Tony Williams is easily one of the top five most important drummers to record in the second half of the twentieth century. To deny that is to be a fool. It’s that simple.
Basically a child prodigy, Williams began recording during his teenage years with his first being Grachan Moncur III stultifying Evolution. Earning the spot on that album, Williams had already cemented the trajectory his career would follow, being associated with some of the most open minded players in the genre.
But 1963 also found Williams recording with anyone from Miles Davis to Jackie McLean. There’s a pattern here: the most well known players sought to work with this young drummer as did players poised on the edge of the avant garde. And that wouldn’t change throughout the most active time in Williams’ career.

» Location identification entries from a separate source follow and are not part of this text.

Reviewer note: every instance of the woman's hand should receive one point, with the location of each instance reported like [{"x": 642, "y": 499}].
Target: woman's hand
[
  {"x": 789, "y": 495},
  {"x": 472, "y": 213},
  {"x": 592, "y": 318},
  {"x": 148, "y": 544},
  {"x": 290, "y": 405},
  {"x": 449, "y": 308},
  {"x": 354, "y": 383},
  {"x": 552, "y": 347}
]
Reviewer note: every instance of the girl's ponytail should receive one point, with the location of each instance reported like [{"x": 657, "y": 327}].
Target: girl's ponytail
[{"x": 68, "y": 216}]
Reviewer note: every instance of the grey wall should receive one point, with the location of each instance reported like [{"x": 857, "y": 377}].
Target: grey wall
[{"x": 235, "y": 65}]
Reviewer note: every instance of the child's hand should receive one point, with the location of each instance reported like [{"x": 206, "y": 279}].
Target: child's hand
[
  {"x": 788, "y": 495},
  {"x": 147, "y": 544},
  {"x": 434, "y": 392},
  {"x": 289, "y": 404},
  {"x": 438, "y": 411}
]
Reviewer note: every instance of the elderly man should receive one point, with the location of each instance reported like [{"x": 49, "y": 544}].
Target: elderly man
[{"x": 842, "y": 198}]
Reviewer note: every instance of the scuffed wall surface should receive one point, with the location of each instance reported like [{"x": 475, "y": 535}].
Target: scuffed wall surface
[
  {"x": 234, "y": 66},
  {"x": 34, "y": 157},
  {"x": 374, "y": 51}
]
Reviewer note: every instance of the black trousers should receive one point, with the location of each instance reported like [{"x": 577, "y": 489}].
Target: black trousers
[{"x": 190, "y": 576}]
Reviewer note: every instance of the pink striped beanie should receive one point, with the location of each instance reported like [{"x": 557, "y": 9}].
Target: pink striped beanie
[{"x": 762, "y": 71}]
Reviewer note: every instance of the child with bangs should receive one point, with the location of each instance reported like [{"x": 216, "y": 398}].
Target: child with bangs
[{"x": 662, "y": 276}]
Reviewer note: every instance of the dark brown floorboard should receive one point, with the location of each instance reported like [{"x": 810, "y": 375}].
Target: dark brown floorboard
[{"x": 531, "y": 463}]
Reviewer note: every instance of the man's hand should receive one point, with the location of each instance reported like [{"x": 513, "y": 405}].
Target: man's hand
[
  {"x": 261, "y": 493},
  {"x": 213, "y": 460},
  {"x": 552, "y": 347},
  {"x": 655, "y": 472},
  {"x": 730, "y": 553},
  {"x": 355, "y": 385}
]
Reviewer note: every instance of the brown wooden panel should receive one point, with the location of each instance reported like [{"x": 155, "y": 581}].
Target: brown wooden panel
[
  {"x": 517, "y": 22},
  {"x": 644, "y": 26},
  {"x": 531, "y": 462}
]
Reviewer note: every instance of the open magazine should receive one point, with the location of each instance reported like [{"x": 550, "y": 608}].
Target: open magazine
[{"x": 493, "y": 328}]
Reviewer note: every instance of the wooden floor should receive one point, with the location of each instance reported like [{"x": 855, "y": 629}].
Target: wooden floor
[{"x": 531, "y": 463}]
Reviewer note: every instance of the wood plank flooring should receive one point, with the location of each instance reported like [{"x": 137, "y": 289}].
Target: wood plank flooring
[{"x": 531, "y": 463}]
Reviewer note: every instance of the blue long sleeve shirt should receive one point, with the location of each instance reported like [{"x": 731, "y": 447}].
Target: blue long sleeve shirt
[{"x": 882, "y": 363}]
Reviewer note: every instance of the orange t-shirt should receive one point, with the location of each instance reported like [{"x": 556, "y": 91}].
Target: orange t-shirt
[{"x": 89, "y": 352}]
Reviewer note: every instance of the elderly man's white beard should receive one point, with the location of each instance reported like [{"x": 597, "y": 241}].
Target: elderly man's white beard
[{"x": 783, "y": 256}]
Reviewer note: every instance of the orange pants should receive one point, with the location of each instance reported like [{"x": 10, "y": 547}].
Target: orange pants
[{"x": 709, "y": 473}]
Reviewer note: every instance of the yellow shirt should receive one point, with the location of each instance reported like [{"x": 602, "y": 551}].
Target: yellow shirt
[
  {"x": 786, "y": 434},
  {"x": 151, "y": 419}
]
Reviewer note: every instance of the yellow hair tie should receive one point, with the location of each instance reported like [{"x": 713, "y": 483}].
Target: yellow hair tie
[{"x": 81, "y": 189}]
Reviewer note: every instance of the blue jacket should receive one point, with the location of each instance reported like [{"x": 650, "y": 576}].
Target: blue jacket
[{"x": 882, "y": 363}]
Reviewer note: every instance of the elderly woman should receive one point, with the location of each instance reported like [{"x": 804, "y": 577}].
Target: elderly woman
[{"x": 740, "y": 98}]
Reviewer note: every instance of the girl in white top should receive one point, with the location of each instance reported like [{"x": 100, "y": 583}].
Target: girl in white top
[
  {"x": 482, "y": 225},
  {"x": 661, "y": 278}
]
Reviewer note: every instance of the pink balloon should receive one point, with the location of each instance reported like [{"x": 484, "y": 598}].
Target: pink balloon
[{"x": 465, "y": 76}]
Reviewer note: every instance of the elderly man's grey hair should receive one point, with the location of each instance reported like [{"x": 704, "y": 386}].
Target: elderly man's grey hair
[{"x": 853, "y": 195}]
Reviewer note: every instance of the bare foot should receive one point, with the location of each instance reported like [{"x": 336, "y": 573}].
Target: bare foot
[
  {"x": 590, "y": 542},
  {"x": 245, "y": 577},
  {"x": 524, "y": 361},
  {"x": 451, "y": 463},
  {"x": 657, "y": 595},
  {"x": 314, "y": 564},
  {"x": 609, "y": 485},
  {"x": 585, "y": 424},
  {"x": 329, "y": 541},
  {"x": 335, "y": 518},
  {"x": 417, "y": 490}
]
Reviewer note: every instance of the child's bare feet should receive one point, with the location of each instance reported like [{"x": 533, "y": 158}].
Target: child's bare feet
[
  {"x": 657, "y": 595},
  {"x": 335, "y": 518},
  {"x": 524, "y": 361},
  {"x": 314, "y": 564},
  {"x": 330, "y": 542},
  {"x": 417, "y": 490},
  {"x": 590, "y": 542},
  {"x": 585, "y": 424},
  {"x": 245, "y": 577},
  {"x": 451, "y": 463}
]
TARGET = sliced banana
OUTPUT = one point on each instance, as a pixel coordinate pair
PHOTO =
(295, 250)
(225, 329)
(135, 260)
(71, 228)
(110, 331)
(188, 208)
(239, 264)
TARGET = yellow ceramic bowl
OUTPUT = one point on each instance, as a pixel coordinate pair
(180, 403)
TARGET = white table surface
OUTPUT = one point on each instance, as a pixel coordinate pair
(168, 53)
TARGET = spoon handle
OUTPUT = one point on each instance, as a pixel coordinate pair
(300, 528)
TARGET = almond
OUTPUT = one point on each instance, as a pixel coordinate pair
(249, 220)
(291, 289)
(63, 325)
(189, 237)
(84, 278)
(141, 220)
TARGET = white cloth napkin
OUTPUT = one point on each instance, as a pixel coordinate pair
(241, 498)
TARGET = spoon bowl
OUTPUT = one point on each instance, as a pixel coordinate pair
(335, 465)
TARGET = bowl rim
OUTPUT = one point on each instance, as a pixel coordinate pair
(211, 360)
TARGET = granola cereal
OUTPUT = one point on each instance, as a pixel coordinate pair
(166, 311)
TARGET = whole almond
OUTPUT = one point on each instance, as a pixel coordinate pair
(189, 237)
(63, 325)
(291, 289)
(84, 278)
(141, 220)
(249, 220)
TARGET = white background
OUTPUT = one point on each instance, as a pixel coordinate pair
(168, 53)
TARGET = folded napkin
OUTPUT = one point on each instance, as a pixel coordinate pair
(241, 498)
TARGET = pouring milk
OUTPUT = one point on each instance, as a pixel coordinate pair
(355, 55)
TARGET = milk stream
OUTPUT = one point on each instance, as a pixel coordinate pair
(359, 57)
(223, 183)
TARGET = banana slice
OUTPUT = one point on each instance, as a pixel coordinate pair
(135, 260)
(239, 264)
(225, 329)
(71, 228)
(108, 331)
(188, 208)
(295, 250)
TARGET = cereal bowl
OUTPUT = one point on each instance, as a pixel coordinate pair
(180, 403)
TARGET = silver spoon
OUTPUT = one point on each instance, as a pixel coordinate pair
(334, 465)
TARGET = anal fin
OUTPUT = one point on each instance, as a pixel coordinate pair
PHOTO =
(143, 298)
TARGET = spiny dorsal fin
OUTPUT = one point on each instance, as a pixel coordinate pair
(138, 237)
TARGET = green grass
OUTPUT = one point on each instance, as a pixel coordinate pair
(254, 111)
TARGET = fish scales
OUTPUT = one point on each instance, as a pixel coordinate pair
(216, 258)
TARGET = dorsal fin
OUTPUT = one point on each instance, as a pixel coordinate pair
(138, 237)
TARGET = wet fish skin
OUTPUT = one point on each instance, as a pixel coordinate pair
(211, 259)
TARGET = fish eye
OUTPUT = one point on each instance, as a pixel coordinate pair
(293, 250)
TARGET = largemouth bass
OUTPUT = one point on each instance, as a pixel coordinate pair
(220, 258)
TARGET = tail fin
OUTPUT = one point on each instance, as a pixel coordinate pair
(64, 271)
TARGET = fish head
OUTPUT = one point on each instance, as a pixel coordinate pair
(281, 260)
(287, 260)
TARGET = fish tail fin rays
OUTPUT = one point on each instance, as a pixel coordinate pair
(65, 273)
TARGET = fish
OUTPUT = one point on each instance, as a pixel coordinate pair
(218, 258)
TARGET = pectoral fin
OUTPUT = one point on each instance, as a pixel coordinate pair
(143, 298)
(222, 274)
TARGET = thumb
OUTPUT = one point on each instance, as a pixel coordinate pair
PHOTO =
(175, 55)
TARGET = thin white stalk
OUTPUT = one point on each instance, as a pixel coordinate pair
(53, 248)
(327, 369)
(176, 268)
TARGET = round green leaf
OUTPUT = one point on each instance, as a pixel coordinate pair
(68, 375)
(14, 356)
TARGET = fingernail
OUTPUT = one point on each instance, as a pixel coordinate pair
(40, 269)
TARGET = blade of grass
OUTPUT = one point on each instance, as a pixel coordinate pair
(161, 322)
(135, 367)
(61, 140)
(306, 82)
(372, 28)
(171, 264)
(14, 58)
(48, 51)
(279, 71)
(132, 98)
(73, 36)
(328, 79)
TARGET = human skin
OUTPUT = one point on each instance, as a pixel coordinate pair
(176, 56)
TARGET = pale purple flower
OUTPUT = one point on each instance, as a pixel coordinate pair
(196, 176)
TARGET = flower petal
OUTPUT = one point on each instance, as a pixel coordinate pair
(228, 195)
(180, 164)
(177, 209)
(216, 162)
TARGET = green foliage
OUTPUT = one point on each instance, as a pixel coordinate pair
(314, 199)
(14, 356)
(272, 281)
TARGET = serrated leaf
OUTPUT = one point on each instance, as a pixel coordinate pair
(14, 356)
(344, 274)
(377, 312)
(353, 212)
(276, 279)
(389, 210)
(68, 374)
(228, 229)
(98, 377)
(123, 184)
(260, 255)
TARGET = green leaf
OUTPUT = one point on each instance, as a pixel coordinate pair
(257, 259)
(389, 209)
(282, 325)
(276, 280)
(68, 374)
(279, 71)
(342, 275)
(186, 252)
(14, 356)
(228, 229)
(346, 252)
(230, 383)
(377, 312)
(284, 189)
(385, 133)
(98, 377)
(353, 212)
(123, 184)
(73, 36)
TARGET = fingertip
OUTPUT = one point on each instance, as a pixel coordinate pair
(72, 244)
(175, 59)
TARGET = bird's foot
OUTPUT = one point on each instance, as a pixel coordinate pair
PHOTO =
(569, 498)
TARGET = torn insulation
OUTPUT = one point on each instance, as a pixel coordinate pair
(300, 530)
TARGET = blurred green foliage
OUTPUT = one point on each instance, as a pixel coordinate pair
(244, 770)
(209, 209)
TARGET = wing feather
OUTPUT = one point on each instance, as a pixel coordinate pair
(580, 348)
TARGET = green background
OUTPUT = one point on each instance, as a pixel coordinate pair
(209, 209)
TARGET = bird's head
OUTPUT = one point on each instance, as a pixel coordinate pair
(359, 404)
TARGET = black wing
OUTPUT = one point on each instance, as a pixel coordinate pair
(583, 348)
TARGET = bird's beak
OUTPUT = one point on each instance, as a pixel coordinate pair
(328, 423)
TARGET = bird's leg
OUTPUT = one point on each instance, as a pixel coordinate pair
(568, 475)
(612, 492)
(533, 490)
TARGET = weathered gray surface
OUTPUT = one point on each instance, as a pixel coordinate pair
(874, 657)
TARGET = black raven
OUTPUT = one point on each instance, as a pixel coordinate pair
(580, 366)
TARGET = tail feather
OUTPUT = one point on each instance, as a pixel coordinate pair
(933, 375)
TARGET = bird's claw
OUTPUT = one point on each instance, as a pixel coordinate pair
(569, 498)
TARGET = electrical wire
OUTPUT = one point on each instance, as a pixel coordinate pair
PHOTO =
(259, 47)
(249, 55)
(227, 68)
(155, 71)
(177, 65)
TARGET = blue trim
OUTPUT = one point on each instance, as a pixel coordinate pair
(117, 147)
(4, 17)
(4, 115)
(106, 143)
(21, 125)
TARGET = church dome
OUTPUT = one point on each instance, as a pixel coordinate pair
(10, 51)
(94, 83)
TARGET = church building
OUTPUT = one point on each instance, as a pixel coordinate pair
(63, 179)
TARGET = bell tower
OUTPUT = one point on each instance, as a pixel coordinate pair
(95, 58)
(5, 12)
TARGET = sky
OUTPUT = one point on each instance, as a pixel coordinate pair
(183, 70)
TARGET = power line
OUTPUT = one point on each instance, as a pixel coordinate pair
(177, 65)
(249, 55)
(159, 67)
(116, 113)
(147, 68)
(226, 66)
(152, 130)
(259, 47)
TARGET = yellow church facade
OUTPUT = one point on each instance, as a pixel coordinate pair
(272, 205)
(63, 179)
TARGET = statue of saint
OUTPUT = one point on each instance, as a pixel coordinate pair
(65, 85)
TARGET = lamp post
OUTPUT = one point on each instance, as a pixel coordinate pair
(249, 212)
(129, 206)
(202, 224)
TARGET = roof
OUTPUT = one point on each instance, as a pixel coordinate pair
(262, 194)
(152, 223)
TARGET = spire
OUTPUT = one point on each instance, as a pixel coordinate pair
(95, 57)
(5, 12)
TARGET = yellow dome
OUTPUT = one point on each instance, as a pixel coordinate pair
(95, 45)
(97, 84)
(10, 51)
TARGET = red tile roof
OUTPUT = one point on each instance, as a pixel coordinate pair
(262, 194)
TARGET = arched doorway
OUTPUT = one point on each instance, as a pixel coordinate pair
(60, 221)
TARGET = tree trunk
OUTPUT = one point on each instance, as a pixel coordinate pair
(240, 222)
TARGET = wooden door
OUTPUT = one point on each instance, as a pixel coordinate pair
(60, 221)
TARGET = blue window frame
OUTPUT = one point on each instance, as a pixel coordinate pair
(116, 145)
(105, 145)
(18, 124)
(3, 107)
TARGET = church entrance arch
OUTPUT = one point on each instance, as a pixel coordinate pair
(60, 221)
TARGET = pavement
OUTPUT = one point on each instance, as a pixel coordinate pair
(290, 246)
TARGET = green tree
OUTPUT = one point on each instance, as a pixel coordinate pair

As impressive as those early career gigs as a sideman were and still are, Williams’ first date as a leader, when he was still recording under Anthony, counted a player from Davis’ group - Herbie Hancock - but also Sam Rivers, Bobby Hutcherson and Gary Peacock. Still not yet twenty years old, these other established players must have understood Williams’ tremendous talent.
There’s not a misstep on Life Time, which would eventually become the name under which Williams’ ensembles would perform. Completely composed by the drummer – a rarity in and of itself – Williams allowed for a decent amount of improvised time, most apparent on “Memories,” which counted just the drummer, Hancock and Hutcherson.
The track begins as a percussion workout with Hutcherson trickling in every once in a while. There’s never an all encompassing groove reached, but as improvisation, the track is all that it cold have been.
But even during the album’s opening tracks – “Two Pieces of One,” split between “Red” and “Green” – it should be apparent to listeners that this is going to be a bizarre romp through the emerging free scene. The pair of tracks begins with what could be a section from either the aforementioned Moncur effort or even Eric Dolphy’s Out to Lunch, on which Hutcherson prominently figures.
Open space had, within the last decade prior to this recording, become an important part of the genre. It’s displayed over the album’s run time, but perhaps used most effectively during the opening numbers.
Life Time didn’t begin a movement, found a genre or change the face of jazz. But it did serve as the starting point from which an American icon sprung.